Las Vegas has hosted many prizefights over the years. But none like this one: Beginning Nov. 16, America's capital of glitz will be the site of a software battle royal between Microsoft Corp. and Borland International Inc.

The backdrop: the computer industry's giant annual schmooze-in, Comdex. At stake: the market for data-base programs that software companies use to store and retrieve financial, inventory, and customer information.

Microsoft may be throwing the most extravagant punch: To toast the launch of its Access data base, Chairman William H. Gates III will toss a champagne fete for 1,000 at Caesars Palace. At the event, he will announce an initial price of $99 for Access, radical in a market where products usually sell for over $600.

Borland Chairman Philippe Kahn will counterpunch with a heavily promoted keynote speech. In his talk, Kahn is set to plug two long-awaited Borland data-base programs, due out early next year. To make sure the crowd of 135,000 expected to attend Comdex gets the message, Kahn personally will pilot a biplane over Vegas every afternoon, trailing a banner that reads, "Borland flies high."

TOO LATE. It does for now. Borland controls 65% of the $450 million market for personal computer data-base programs. Last year, in a $440 million stock swap, it acquired Ashton-Tate Corp., the market pioneer and maker of the popular dBase program. Already successful with its Paradox data base, Borland's acquisition seemed to guarantee it an unbreakable lock on the third-largest PC software category.

Then came damaging new-product delays. Originally scheduled for release earlier this year, the important Windows versions of both dBase and Paradox were postponed, helping to drive Borland stock down to around 31, a long way from its all-time high of 86 in January. Says Shearson Lehman Brothers Inc. analyst David B. Readerman: "The longer Borland waits, the more vulnerable they are."

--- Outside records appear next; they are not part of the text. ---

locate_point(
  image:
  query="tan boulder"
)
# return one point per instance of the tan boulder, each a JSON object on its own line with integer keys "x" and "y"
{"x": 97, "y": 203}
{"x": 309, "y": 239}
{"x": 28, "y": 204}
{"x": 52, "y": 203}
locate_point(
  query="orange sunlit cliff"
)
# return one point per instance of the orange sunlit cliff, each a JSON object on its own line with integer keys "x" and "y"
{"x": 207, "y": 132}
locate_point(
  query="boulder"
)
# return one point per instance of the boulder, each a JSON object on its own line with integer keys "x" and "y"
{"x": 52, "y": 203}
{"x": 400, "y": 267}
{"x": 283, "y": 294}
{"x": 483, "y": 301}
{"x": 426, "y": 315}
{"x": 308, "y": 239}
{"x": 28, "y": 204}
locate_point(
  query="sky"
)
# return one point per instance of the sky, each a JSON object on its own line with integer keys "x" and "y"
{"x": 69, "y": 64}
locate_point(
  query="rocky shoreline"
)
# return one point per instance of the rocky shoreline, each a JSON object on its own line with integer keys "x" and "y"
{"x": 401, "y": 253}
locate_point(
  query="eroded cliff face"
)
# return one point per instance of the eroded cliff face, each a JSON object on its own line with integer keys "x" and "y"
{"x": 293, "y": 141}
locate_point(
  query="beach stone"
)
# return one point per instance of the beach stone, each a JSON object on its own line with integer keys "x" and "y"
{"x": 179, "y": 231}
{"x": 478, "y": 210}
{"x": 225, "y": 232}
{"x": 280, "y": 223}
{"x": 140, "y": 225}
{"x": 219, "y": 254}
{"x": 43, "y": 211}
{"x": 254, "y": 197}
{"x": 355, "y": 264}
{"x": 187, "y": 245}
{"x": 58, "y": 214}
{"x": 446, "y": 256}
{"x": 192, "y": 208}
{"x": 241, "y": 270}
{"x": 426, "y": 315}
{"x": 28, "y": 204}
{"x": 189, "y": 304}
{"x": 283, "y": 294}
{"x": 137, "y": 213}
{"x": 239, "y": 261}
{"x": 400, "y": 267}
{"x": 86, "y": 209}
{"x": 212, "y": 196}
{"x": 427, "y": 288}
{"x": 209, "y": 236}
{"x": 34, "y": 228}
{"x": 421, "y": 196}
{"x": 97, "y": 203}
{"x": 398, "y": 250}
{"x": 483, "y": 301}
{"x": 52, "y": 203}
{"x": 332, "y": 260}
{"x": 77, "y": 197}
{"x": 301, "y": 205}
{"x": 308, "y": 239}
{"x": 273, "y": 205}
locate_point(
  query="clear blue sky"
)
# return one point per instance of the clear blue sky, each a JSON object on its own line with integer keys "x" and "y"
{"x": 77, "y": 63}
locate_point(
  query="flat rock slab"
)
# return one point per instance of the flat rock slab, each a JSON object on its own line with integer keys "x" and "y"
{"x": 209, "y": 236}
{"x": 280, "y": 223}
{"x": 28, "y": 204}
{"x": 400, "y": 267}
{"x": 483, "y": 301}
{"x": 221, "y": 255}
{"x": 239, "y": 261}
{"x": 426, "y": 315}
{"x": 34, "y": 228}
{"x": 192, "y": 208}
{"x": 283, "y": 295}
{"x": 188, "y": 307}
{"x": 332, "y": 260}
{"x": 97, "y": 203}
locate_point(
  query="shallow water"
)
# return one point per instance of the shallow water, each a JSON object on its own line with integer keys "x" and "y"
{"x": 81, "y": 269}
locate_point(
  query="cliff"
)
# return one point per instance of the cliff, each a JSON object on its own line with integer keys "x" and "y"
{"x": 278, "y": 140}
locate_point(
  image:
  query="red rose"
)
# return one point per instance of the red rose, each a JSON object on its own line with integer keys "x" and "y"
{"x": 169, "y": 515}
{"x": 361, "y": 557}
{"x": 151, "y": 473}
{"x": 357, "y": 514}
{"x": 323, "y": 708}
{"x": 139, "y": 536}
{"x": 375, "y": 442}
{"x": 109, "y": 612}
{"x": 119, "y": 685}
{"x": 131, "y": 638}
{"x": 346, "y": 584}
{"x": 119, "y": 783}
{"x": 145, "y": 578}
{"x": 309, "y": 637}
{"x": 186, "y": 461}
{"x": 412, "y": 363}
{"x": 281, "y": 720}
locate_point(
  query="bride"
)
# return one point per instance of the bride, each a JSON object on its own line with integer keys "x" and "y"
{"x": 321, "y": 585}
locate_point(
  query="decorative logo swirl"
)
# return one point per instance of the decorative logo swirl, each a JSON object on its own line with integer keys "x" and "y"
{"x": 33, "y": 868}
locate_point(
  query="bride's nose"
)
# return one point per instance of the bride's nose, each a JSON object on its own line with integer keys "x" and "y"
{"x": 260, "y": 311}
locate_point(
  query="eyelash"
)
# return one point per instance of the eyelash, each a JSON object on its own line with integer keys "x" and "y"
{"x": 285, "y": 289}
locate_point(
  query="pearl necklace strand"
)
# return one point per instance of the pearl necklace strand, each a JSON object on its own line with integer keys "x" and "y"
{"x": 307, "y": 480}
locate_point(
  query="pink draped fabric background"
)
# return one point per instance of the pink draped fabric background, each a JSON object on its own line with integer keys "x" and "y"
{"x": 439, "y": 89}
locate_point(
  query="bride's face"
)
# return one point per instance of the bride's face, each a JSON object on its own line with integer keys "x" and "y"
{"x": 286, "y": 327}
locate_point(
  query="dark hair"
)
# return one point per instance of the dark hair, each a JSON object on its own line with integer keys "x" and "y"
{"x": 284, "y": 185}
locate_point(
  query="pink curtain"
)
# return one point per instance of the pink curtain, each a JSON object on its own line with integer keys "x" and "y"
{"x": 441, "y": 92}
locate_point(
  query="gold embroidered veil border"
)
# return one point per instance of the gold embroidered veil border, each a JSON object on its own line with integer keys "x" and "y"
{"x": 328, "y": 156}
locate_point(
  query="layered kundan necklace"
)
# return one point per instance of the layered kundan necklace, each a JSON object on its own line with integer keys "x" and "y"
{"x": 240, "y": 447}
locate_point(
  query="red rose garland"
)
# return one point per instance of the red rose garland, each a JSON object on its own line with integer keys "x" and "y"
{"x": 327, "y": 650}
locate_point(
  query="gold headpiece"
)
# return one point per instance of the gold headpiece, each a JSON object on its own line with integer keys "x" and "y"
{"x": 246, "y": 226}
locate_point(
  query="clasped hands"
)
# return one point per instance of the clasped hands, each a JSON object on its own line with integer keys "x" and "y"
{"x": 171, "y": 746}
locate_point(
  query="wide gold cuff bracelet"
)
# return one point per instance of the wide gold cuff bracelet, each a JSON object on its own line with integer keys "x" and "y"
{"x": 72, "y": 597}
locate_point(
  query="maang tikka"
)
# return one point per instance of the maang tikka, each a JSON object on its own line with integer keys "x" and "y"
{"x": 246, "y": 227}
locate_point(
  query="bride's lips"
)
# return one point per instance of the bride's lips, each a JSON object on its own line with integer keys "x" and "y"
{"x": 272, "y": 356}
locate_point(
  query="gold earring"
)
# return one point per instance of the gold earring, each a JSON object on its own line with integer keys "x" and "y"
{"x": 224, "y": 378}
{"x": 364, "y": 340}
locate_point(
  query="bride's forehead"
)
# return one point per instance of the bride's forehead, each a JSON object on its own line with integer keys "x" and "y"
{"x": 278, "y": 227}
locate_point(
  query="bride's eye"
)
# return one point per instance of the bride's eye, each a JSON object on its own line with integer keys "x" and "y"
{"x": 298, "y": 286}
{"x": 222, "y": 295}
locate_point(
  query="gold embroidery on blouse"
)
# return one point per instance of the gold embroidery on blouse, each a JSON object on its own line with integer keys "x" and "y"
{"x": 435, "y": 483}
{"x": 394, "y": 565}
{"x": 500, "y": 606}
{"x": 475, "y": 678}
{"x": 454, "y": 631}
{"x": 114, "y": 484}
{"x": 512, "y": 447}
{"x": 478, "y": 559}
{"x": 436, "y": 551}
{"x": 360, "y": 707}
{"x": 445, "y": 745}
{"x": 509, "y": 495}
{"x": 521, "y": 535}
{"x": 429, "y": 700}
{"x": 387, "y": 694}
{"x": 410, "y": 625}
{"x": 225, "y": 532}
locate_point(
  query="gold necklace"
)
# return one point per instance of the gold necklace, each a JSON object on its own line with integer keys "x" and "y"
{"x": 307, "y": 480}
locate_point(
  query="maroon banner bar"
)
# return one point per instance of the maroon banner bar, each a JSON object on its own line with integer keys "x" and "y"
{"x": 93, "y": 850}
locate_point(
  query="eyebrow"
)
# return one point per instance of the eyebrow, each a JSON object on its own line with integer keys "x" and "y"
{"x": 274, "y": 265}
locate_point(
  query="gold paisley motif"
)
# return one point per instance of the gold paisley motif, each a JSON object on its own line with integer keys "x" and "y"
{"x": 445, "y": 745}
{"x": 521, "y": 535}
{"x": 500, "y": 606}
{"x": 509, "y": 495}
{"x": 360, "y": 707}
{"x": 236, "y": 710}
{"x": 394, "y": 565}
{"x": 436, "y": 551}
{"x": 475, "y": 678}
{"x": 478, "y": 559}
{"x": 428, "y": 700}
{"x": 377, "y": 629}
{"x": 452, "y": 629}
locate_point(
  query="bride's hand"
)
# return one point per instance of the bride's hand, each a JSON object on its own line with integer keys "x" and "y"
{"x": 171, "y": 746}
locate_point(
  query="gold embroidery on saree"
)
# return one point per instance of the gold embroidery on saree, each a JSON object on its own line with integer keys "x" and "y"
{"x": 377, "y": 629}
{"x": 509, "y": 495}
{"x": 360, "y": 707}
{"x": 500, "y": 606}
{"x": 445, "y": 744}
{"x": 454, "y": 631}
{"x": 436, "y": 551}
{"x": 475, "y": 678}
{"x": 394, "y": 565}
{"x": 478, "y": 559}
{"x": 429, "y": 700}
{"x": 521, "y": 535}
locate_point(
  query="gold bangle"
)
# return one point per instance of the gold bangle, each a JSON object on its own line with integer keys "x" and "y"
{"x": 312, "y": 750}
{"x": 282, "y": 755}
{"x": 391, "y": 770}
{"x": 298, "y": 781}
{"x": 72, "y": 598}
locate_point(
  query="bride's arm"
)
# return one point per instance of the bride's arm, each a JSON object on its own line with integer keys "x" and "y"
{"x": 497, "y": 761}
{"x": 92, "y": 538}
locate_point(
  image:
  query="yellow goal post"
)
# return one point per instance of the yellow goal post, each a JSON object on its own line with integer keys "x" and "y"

Indeed, the delays gave Microsoft an unforeseen opening. In March, it snapped up Fox Software Inc., maker of FoxPro, a dBase-compatible program that holds a respectable 12% share of the market. At Comdex, Gates is expected to promise FoxPro for Windows by Christmas, beating out the new dBase.

POULTRY VALUE? But the real show-stealer will be Microsoft's first homegrown data base, Access. Nearly three years in the making, its key features are an ability to tap into data stored on big computers and a friendly design amenable to nonprogrammers. "Access is the prettiest one," says Boston data-base guru Adam Green, who is testing all four new programs.

Looks aren't everything, counters Borland Vice-President Robert H. Dickerson, who says buyers care most about performance. Access' snazzy look "is like lipstick on a chicken," he says. "All the makeup in the world won't help." Gates retorts: "It's wonderful to have your competition underestimate you."

Many analysts are betting that the battle between Borland and Microsoft will expand the market. Smaller players, such as Alpha Software, Approach Software, and Computer Associates, may be hurt most by the bruising battle, they say. Consultant Green, though, is putting his money on Microsoft, predicting it could snare share from Borland. Once the dust settles, the long-lasting effects of this software bout will likely be low, low data-base prices. That means consumers will take home the purse.